3.8 MTHFR and IRGs across cancer types
Our analyses aim to depict the immunological role of MTHFR which is critical in determining the types of cancers benefit from immunotherapy. Correlation analyses demonstrate that the MTHFR is positively correlated with the most expression of immunoinhibitors, immunostimulators, major histocompatibility complex (MHC), chemokines and their receptors in most tumors (Fig. 8A). MTHFR demonstrates merely positive relations to dozens of IRGs, such as CX3CR1, CCR4, TAP2, HLA-E, TGFBR1, IL6R, TNFSF13, et al. However, heat map displays several cancer types such as CHOL and UCS show almost few relationships between MTHFR and the immune related genes. Based on ICBs, We select the somatic genes CD19, CD274, CD80, CD86 as the most representative genes for analysis. The results demonstrate that MTHFR is significantly positively correlated with CD80/CD86 in BRCA − Basal, COAD, HNSC − HPV (−), KICH, LIHC, LUSC, PRAD and SKCM − Primary, with CD274 in COAD, HNSC, LIHC, SKCM and others, with CD19 in LUSC, BRCA − Basal, COAD and others. (Fig. 8B). To be specific, MTHFR is significantly correlated with CD274 in THYM (P = 2.38e-19), LIHC (P = 1.32e-07), COAD (P = 1.47e-15), with CD86 in COAD (P = 3.9e-09), in LUSC (P = 2.3e-07), in BRCA (P = 1.83e-08), with CD80 in COAD (P = 9.76e-08), with CD19 in LUSC (P = 3.34e-07), et al (Fig. 8C).

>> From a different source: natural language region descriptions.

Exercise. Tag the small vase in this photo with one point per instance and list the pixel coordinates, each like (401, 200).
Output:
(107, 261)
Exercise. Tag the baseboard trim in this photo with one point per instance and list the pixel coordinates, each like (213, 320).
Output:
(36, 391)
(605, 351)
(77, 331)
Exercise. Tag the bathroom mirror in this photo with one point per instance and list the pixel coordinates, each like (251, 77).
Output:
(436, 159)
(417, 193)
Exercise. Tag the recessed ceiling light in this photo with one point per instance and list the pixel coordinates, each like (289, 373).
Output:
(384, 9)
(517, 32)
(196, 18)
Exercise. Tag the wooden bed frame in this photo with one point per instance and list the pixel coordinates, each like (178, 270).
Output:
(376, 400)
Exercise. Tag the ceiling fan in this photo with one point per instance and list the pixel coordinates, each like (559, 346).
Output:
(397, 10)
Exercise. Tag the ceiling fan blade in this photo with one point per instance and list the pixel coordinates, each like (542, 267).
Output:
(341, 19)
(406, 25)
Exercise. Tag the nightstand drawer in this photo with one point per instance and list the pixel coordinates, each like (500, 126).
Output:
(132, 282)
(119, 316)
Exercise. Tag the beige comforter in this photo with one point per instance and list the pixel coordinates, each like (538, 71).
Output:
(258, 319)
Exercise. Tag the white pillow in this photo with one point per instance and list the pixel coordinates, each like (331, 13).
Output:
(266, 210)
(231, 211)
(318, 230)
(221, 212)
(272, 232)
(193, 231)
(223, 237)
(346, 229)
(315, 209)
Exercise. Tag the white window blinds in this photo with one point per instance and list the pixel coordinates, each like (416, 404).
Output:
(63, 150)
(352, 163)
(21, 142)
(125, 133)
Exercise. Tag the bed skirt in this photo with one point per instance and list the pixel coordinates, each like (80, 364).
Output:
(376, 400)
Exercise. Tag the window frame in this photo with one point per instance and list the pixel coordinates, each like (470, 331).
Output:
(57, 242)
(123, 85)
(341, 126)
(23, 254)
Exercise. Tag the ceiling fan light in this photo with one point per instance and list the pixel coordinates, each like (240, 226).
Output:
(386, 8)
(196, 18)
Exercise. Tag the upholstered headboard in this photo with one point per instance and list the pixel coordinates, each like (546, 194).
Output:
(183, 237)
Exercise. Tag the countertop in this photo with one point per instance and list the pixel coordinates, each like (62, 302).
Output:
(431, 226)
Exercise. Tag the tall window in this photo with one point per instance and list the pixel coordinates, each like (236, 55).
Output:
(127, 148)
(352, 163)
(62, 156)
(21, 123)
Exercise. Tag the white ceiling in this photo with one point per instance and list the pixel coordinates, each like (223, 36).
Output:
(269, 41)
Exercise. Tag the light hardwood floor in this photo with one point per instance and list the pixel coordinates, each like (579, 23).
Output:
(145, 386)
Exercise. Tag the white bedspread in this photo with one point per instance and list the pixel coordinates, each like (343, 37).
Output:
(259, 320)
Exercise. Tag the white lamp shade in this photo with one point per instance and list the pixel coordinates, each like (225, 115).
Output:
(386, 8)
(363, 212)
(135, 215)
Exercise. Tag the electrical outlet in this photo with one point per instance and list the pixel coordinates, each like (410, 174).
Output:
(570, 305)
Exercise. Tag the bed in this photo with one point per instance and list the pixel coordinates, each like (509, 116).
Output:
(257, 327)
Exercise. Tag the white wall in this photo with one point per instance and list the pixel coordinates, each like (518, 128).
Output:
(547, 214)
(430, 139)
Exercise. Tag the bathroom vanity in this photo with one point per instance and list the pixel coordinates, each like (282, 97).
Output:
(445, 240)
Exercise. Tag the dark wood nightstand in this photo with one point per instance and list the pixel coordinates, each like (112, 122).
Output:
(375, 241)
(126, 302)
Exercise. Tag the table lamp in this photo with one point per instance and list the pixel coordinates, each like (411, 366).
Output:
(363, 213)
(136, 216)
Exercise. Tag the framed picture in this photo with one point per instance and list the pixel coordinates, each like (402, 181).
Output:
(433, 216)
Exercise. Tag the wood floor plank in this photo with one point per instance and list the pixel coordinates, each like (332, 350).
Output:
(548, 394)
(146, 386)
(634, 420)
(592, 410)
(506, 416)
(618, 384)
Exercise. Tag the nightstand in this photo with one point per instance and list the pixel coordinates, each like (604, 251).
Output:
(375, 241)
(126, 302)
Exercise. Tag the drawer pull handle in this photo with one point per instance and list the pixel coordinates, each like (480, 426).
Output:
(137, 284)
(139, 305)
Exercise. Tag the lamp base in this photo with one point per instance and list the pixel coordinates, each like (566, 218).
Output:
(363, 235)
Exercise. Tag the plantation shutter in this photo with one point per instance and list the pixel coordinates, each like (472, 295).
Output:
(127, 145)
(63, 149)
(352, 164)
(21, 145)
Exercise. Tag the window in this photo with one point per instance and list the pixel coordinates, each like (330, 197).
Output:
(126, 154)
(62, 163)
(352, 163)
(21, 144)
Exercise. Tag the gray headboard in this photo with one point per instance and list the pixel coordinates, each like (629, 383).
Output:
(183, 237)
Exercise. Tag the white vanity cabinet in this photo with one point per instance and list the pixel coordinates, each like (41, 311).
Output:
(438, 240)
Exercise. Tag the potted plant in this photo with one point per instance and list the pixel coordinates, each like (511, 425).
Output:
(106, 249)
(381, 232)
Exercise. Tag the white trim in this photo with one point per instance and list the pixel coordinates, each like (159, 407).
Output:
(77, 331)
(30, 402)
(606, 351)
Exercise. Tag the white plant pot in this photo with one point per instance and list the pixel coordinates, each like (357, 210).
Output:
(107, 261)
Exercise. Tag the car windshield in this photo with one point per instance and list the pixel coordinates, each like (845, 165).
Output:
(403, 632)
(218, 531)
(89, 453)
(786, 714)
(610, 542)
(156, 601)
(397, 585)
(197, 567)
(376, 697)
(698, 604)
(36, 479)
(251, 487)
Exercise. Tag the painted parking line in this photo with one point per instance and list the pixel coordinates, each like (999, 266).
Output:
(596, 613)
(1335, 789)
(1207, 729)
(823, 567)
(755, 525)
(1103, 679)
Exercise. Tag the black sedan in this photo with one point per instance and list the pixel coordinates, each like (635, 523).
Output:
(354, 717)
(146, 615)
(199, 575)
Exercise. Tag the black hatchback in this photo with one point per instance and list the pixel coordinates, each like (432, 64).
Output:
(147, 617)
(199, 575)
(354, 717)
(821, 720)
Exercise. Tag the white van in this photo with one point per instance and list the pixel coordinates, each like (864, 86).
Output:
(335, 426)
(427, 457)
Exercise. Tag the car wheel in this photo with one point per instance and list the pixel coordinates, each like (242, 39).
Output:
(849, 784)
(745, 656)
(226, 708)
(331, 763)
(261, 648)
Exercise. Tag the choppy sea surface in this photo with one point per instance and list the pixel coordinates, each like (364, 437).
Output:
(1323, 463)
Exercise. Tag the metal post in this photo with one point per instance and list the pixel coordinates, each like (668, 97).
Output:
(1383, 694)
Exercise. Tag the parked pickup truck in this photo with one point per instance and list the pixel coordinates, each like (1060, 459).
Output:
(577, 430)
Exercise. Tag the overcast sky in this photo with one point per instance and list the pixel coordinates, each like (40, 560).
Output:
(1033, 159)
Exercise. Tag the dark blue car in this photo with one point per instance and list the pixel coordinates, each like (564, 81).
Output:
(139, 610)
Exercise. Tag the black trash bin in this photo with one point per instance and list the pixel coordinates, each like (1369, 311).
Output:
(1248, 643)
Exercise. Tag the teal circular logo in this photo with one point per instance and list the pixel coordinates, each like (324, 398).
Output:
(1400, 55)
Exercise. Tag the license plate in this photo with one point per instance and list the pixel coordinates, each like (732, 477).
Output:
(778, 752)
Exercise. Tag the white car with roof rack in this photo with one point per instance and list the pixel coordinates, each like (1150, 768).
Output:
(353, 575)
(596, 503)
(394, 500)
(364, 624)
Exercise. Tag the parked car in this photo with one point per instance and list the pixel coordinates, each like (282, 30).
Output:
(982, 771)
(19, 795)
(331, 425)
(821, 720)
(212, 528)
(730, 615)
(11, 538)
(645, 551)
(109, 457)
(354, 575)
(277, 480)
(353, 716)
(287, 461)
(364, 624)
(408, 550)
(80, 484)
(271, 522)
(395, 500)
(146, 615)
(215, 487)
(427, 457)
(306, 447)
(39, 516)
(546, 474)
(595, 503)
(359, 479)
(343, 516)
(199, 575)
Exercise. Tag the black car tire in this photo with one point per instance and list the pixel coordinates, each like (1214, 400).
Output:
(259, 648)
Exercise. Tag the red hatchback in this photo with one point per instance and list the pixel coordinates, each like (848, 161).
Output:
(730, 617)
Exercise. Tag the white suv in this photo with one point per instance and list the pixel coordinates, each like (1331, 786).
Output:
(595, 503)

3.9 MTHFR act as a potential biomarker of ICBs
Area under curve (AUC) shows how well the test separates the responder and non-responder groups. The larger the area under the ROC curve, the more useful is the measurement to predict treatment response. After calculating data of Ontreatment patients (Fig. 9A-F), MTHFR could act as a biomarker with potential clinical utility for all ICBs therapy (AUC = 0.591, P = 0.028), anti-PD1 therapy (AUC = 0.654, P = 0.003) and anti-ATLA4 therapy (AUC = 0.782, P = 0.002). Precisely, MTHFR could act as blockbuster biomarker for ipilimumab therapy (AUC = 0.9, P < 0.0001) and top-quality cancer biomarker for nivolumab therapy (AUC = 0.712, P = 0.006) to melanoma patients. When coming to the data of pretreatment patients (Fig. 9G-L), MTHFR could act as a top-quality biomarker for pembrolizumab therapy (AUC = 0.704, P < 0.0001) to melanoma patients.
3.10 Verification the expression of MTHFR by IHC
For better clinic application of MTHFR to assist treatment and research, we verified the IHC across cancer types. Figure 10A-B indicates the MTHFR IHC summaries of antibodies HPA076180 and HPA077255 separately in different cancer tissues. Most cancers show the strong and medium positive expression of MTHFR. But HPA076180 shows no positive IHC in 6 cancers, including Glioma, liver cancer, carcinoid, testis cancer, endometrial cancer and skin cancer patients. HPA077255 shows no positive IHC in 5 cancers, including lung cancer, stomach cancer, pancreatic cancer, endometrial cancer and skin cancer. Figure 10C shows the IHC images of positive and negative control of 6 prevalent cancers typically, including colon adenocarcinoma, malignant lymphoma (non-Hodgkin’s type), breast duct carcinoma, cervix squamous cell carcinoma, liver carcinoma hepatocellular and lung adenocarcinoma.